Joseph Antony Adolph (often Adolphe) (1729–after 1771) was a Moravian painter who spent part of his career in England.

==Life==
He was born at Nikolsburg in Moravia (now Mikulov in the Czech Republic), on 6 July 1721, the son of Joseph Frank Adolph, painter to Prince C. Max von Dietrichstein. He was in Paris in 1745 and by 1750 he was in England, where he stayed for some years. He painted an equestrian portrait of the Prince of Wales (later King George III of Great Britain); an engraving after it, by Bernard Baron, was published in 1755. He spent some time in Norfolk, painting portraits of Elisha de Hague and Benjamin Hancock for the collection of civic portraits hung in St Andrew's Hall in Norwich in 1764, and exhibiting his paintings "at the Bowling Green, near Chapel Fields" in the city that year. A portrait of Caroline D'Arcy, 4th Marchioness of Lothian in the collection of the National Galleries of Scotland, previously attributed to Allan Ramsay is now thought to be by Adolph; the collection suggests that it may have been painted when she was living at Blickling, Norfolk, in around 1750.
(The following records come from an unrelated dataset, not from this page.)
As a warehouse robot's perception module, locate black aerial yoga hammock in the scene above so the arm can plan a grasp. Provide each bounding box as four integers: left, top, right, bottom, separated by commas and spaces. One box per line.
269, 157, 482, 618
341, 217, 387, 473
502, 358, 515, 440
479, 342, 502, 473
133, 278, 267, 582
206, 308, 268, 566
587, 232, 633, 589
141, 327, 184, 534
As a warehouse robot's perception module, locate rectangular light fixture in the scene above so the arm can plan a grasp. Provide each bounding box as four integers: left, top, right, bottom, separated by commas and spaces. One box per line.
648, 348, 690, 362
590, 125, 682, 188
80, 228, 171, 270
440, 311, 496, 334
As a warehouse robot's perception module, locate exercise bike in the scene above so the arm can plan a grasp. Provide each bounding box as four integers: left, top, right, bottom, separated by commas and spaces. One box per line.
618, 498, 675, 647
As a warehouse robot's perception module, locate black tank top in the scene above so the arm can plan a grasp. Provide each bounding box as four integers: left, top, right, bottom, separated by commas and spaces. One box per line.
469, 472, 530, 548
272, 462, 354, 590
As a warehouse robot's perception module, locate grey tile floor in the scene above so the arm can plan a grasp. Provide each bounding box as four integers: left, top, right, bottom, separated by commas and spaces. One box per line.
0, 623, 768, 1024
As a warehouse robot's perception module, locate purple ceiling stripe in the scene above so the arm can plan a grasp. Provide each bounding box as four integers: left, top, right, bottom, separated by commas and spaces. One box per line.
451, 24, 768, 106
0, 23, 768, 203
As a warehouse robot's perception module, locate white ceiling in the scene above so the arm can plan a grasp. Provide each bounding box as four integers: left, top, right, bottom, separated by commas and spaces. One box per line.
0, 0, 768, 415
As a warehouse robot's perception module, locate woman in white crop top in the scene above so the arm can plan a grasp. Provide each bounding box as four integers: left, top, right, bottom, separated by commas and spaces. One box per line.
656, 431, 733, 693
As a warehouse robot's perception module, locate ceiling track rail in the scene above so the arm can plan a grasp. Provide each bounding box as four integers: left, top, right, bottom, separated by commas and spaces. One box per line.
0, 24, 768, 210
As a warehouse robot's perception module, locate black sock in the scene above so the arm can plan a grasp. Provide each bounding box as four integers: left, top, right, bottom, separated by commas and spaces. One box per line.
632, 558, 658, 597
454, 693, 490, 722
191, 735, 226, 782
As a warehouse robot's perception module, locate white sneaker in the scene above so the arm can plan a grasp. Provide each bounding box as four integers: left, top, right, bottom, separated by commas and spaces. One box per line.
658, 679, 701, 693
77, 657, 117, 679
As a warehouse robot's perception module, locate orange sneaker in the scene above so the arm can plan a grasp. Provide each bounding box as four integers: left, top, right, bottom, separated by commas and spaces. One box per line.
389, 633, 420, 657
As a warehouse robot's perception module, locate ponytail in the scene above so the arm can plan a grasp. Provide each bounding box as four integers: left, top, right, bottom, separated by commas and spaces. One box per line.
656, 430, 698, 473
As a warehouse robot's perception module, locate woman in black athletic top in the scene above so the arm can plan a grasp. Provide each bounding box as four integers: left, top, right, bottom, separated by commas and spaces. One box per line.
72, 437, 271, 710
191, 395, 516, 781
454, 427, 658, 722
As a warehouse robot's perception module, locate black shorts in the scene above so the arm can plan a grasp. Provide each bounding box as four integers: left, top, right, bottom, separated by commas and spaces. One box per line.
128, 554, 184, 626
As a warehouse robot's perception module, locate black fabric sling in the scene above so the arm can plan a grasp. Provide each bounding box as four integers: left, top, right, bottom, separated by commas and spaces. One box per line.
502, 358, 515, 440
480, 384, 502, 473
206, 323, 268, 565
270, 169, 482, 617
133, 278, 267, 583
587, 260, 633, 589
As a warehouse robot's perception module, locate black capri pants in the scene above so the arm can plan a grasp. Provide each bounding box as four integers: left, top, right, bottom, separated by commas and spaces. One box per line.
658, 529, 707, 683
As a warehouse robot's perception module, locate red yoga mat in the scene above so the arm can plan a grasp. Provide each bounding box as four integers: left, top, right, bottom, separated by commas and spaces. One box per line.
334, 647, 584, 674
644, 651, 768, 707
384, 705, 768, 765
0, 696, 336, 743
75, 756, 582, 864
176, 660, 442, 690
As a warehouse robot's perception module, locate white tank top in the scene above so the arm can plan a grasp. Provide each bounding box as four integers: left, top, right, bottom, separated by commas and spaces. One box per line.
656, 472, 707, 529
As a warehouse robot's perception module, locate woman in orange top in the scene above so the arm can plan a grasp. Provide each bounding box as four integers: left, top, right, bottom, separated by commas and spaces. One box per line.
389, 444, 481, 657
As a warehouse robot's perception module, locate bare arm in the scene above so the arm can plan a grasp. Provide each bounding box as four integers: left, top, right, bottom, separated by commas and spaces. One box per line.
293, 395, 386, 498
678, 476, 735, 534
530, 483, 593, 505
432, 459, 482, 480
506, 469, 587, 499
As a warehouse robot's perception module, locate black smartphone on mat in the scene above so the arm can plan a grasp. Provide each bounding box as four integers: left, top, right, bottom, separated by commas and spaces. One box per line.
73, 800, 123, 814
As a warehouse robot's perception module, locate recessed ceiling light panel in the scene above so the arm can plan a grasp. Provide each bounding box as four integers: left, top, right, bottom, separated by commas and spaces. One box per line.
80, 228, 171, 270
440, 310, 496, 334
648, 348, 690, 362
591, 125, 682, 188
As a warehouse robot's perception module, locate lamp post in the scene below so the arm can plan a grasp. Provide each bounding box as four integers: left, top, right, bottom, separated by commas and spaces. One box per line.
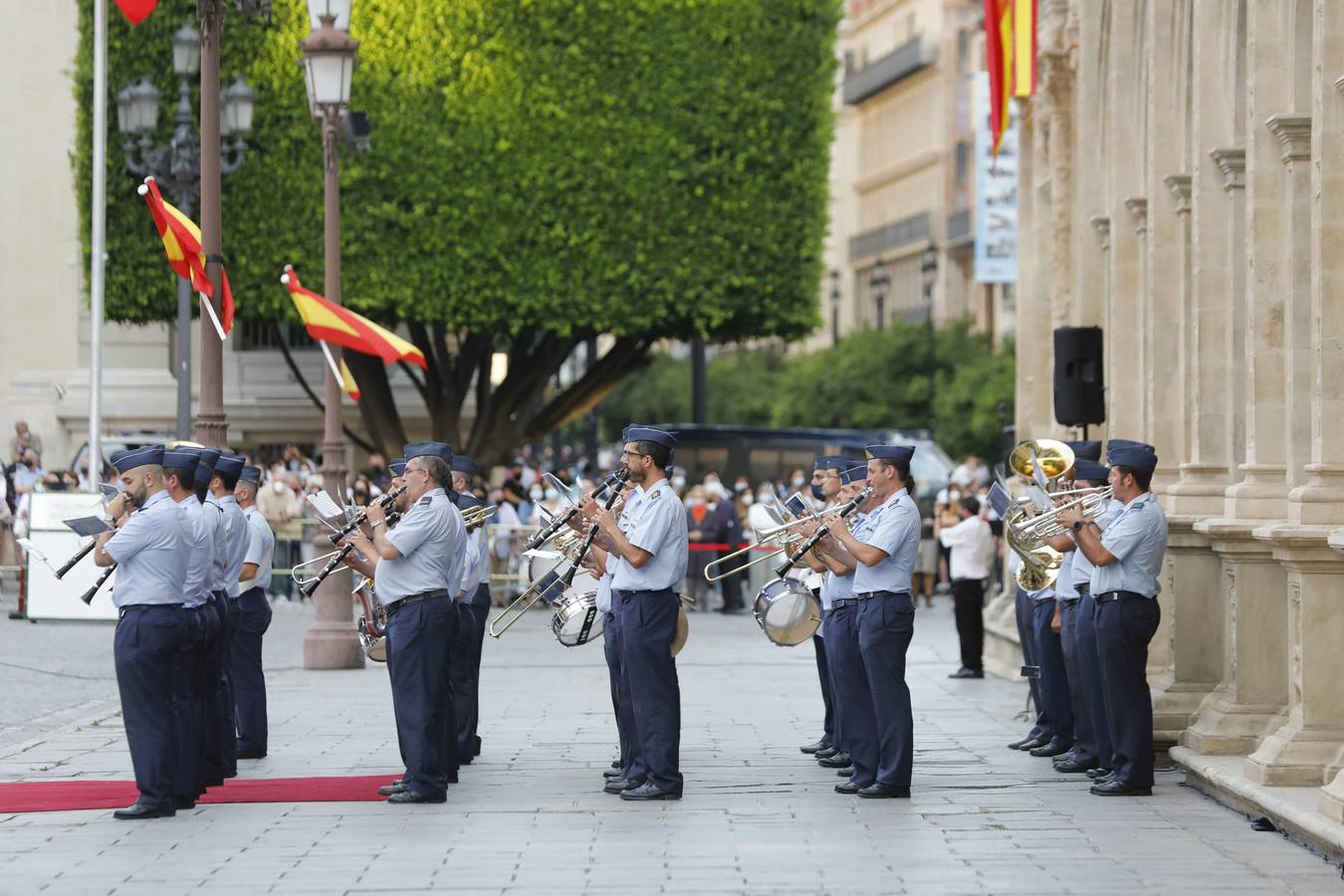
919, 241, 938, 435
193, 0, 272, 449
830, 268, 840, 345
868, 258, 891, 332
116, 24, 257, 439
300, 0, 364, 669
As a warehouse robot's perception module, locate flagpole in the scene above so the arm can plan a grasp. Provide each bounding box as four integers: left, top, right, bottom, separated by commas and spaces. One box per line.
89, 0, 108, 492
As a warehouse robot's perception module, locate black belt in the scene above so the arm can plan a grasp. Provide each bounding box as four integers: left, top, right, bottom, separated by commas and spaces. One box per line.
116, 603, 183, 619
849, 591, 910, 606
384, 588, 448, 616
1094, 591, 1149, 603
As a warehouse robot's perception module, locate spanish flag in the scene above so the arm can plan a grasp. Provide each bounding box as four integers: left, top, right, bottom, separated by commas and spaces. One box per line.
986, 0, 1036, 156
280, 265, 429, 370
137, 177, 234, 333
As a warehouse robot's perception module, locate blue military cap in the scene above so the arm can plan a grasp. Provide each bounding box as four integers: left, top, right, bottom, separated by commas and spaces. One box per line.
1106, 442, 1157, 476
108, 445, 164, 473
863, 445, 915, 464
811, 454, 856, 470
164, 447, 200, 473
1074, 457, 1110, 482
840, 464, 868, 485
625, 423, 676, 447
215, 451, 243, 477
402, 442, 453, 468
1064, 441, 1101, 461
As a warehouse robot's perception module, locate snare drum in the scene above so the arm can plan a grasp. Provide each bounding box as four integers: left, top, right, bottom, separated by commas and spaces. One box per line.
752, 579, 821, 647
552, 591, 603, 647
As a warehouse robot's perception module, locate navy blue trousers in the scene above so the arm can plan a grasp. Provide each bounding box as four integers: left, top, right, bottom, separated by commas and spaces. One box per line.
387, 597, 457, 796
602, 611, 645, 781
1097, 597, 1161, 787
1013, 588, 1055, 740
215, 591, 241, 778
1059, 600, 1097, 769
613, 588, 683, 793
172, 608, 206, 799
825, 604, 879, 787
230, 588, 272, 755
1033, 597, 1074, 747
112, 606, 189, 808
1076, 593, 1116, 769
857, 591, 915, 787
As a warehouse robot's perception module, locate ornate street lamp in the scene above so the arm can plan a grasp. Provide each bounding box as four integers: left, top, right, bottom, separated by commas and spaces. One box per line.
300, 0, 364, 669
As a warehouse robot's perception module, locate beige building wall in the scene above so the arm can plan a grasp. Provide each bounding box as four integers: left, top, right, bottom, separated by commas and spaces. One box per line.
1005, 0, 1344, 854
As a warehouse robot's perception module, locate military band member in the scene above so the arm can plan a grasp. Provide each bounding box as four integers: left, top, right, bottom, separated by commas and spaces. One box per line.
164, 447, 214, 808
95, 445, 191, 818
346, 442, 465, 803
798, 454, 856, 765
231, 466, 276, 759
1059, 439, 1167, 796
208, 453, 247, 778
828, 445, 921, 799
582, 426, 687, 800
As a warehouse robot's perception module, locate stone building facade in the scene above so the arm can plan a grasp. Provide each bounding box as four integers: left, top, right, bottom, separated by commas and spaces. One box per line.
990, 0, 1344, 851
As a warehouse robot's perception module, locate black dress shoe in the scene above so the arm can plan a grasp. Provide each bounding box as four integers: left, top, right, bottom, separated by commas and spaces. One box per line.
112, 803, 177, 820
602, 778, 642, 793
621, 781, 681, 800
859, 781, 910, 799
387, 789, 448, 804
1091, 780, 1153, 796
1026, 740, 1072, 758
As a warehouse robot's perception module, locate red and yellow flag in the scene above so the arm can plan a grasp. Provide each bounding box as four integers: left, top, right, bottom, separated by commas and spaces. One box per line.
986, 0, 1036, 156
280, 265, 429, 370
139, 177, 234, 334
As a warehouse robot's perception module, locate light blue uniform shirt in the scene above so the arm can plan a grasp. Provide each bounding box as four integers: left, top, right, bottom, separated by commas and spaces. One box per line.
1070, 499, 1125, 591
177, 495, 215, 607
611, 480, 687, 591
373, 489, 464, 606
1091, 492, 1167, 597
104, 492, 191, 607
239, 505, 276, 591
853, 489, 921, 595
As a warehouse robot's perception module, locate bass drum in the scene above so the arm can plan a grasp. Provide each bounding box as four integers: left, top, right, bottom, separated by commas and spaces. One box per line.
752, 579, 821, 647
552, 591, 605, 647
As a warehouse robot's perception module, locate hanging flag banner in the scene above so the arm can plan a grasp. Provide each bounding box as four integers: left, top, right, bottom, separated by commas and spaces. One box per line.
972, 73, 1017, 284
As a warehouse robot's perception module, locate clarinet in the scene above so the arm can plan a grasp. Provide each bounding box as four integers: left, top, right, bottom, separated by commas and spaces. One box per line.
299, 513, 402, 597
775, 485, 872, 579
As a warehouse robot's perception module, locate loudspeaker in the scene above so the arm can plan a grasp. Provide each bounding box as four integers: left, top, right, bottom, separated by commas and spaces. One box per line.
1055, 327, 1106, 426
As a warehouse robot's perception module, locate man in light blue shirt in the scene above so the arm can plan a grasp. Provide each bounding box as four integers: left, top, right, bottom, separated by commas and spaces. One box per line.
230, 466, 276, 759
95, 445, 189, 819
1059, 439, 1167, 796
829, 445, 921, 799
582, 426, 687, 800
345, 442, 466, 803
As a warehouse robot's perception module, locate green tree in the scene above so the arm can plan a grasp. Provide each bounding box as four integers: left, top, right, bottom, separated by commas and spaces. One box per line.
76, 0, 838, 459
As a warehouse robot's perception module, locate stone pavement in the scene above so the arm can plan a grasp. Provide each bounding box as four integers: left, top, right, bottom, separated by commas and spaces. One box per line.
0, 603, 1344, 895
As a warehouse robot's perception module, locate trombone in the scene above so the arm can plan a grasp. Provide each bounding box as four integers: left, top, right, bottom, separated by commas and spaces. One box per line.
704, 517, 814, 583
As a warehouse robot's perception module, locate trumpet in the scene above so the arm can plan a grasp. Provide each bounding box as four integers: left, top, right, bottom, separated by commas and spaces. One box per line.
704, 517, 811, 583
488, 468, 629, 638
331, 485, 406, 544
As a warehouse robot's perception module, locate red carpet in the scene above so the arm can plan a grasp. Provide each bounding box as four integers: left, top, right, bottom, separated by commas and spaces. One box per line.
0, 773, 396, 812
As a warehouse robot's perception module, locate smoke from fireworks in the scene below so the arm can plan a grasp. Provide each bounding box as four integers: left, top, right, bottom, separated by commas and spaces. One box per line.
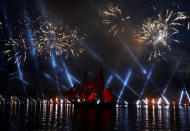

During his years in England Adolph is said to have worked mostly as a portrait painter, but on his return to Austria he was employed in the decoration of interiors, adorning walls with frescoes, and painting the ceilings of large saloons. Three altarpieces by him are in the collegiate church of Nikolsburg. The date of his death is unknown, although he was still alive in 1772.